We then meet the customer where they are - allowing them to move the compliance program forward, based on what they currently have to work with - rather than mandating a rigid process that requires all information to be ready before one can begin.

Just have a list of Admin users and not Authorized users, Sensitive table names or Source IPs? No problem! We've got you covered!

Tell us what you have

The customer has the option to enter their information manually, or to dramatically expedite the process with a bulk add of Admin users.

Enter your information

Then, presto! With the pre-built compliance policy in place and the customer's information added - the foundation of the compliance program has been setup.

Create your program

With the foundation of our guided compliance journey in place, the customer is provided with a milestones experience.

The three milestones continue to guide the customer down to the task level - providing step-by-step instructions on how to complete the compliance program.

Milestones experience

The culmination of this nearly effortless experience is the compliance workspace.

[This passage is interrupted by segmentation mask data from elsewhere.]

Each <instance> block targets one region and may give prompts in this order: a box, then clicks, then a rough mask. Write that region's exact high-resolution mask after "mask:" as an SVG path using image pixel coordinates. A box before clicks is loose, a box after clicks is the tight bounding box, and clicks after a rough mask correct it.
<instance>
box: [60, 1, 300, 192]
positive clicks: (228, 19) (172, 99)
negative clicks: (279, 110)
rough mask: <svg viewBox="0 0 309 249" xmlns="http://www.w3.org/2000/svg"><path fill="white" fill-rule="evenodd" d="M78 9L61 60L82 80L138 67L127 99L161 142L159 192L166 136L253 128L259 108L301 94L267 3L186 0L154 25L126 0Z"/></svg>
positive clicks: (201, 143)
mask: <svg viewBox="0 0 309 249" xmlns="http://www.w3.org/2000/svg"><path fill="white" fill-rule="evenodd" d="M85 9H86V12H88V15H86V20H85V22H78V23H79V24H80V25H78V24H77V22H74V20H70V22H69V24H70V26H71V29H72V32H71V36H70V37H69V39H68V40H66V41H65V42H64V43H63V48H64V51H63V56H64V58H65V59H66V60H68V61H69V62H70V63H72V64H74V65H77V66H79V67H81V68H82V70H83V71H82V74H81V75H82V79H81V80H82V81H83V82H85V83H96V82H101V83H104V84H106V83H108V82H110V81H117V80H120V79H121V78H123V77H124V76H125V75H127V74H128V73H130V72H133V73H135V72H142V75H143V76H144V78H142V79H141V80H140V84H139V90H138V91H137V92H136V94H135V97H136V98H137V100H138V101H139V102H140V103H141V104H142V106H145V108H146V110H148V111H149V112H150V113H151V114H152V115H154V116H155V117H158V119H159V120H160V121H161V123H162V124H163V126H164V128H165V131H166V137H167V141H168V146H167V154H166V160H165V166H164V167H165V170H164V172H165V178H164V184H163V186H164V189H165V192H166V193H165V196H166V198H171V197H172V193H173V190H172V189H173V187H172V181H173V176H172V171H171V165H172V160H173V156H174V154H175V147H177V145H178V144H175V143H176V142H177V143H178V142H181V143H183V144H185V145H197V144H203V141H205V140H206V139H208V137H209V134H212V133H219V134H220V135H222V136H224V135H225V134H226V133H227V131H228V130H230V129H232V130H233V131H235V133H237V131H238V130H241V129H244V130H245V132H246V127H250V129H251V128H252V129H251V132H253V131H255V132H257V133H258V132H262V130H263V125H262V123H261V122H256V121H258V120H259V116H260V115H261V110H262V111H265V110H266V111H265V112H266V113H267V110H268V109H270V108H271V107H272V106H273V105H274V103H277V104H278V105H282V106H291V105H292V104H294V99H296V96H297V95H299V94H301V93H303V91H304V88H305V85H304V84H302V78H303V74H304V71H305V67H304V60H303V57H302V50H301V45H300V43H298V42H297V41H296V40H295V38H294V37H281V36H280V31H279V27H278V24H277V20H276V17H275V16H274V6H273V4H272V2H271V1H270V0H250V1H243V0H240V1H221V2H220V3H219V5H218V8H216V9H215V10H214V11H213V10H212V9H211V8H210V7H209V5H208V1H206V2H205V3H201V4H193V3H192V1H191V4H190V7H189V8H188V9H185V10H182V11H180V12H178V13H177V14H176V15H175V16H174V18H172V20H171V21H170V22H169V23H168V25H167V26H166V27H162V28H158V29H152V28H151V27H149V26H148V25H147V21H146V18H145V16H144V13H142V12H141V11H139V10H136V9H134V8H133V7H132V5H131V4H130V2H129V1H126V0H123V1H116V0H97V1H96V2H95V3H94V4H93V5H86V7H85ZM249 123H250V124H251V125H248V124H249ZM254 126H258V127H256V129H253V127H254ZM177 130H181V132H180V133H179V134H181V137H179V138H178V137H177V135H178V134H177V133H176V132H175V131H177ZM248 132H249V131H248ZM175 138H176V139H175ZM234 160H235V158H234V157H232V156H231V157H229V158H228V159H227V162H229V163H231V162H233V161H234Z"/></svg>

The compliance workspace is a one-stop shop, allowing customers to monitor their data security and privacy compliance programs - exactly what they needed!

Compliance workspace

This effort underscores the power of working with users to build a 0 > 1 product, as well as how to approach an entirely new market. The research ucovered a strong need for more guidance and explainability, pre-built compliance policies, and a personal compliance workspace - and that's exactly what we built.

We also satisfied the need of a trial experience, by first providing a sandbox complete with pre-populated data, allowing prospects to test drive the new Guardium SaaS experience without having to deal with the arduous process of hooking it up to one's own data, or the strict security approval process that comes with it. Prospects can then move on to a trial experience with their own data, if desired.

This research was so impactful that it was showcased by IBM's VP of Global UX Research at IBM TechXchange, as a way to demonstrate the impact of user research, and convince customers in the power of working with us.